Activists, led by the group Black Organizing Project, have been pushing to get police out of Oakland schools for nearly a decade, since a black student named Raheim Brown was shot and killed by a school district police sergeant.
The Project’s director, Jackie Byers, said she sees an opportunity in this moment “to redefine community safety in our schools, to reinvest in our schools, to reinvest in our students and to be a model for this entire country of what is possible.”
During Wednesday night’s virtual school board meeting, and at a press conference held by activists beforehand, dozens of educators and community members voiced their support for the resolution, arguing that having police in schools does more harm than good.
“We’re overdue to transform the idea that in order to keep our schools safe we need to police our young people,” said Sagnicthe Salazar, director of restorative discipline at Elmhurst United Middle School.
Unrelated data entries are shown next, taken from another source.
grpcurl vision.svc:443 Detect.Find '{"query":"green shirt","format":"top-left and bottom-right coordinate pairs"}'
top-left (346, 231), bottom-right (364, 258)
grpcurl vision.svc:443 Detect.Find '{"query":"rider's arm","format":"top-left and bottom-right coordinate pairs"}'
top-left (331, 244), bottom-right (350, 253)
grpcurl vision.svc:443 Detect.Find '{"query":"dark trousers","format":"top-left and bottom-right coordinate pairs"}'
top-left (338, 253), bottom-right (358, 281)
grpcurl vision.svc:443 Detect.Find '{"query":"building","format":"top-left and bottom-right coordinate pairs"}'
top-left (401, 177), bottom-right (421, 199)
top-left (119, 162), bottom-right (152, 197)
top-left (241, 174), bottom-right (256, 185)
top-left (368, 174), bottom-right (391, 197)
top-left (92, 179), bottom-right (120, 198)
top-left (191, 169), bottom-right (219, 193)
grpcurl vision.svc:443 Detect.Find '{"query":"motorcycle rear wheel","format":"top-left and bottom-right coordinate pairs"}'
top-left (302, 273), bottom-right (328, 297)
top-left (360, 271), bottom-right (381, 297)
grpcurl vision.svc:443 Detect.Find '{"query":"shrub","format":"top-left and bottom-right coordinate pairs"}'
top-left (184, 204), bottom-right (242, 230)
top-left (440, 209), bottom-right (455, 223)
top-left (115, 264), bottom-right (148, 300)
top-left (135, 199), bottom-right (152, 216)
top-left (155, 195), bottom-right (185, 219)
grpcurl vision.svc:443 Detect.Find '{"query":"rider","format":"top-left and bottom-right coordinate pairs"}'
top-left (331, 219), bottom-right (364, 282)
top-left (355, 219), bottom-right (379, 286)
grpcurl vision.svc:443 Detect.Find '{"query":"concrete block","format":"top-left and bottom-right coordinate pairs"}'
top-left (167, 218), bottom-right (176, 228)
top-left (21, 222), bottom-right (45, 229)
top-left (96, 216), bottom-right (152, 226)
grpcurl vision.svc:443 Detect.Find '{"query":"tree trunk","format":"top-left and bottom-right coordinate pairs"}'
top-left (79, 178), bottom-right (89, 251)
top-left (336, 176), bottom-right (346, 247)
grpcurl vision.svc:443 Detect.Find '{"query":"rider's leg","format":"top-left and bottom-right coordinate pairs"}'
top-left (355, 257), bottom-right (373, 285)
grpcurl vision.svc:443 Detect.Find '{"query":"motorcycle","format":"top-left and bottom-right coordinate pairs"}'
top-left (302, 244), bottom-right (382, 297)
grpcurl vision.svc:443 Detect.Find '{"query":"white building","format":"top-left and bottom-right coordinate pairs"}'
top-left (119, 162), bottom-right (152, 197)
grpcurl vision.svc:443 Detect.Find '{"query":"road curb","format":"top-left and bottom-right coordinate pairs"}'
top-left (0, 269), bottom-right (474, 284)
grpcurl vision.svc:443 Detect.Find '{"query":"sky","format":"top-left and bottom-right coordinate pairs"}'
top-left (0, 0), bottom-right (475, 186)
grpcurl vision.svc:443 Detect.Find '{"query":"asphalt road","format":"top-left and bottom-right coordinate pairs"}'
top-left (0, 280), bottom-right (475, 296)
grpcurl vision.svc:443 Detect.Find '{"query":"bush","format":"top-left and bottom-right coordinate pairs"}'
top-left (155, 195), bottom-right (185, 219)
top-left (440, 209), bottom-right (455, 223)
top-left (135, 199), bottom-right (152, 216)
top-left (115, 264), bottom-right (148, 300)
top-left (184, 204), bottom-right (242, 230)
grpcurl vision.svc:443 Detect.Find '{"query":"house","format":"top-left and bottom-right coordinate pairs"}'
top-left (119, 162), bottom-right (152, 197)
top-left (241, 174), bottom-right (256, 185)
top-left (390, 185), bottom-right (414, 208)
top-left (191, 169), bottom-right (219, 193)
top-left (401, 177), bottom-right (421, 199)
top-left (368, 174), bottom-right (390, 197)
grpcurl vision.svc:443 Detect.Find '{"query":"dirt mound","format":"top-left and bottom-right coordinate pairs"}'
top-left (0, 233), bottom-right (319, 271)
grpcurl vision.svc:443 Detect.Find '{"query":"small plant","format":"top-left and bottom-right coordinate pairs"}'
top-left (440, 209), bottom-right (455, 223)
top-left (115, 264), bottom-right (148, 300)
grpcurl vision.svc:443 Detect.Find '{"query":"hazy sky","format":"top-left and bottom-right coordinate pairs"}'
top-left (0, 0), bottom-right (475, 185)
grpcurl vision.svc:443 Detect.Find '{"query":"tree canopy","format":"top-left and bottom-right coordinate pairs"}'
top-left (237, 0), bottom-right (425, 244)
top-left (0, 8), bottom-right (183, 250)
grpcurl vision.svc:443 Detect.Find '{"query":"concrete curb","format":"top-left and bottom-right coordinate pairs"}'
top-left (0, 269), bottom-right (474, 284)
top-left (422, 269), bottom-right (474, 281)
He added that schools should stop partnering with “a force that historically, and on the daily, inflicts fear and terror on our young people and their families.”
Many at the meeting echoed the sentiment that police presence creates a climate of fear in schools and leads to trauma; others referenced the school to prison pipeline and disproportionate arrests of students of color — 73% of district students arrested are black according to a 2019 platform document by the Black Organizing Project, while only roughly a quarter of the district’s students are black.
Mirroring national calls to defund police, supporters argued that OUSD should invest its money in supportive services like school social workers, psychologists and restorative justice practitioners — services that could better get at some of the root causes of behavioral issues while keeping students out of the criminal justice system. Many pointed to painful budget cuts the district faces to lend urgency to the case.
“We as adults who are managing the budget — we’ve got to get behind these students, we’ve got to fund education, not police,” said OUSD school board member Roseann Torres, who introduced the resolution named in honor of George Floyd with board vice president Shanthi Gonzales.
Their proposal would eliminate the district’s internal police force and its 10 sworn police officers. Those armed officers cost OUSD about $2 million dollars a year, and the proposal calls for the savings to be reinvested in student support services.
The Oakland teachers’ union is backing the resolution and over 50 school administrators signed on to a letter supporting it. “Some will say that the OUSD Police Department is necessary because it is used,” it reads. “When school leaders are given only a hammer, they will treat every problem like a nail. Greater investments in school-based support staff will both reduce the need, and the desire, to utilize police as a response to disruption or disorder.”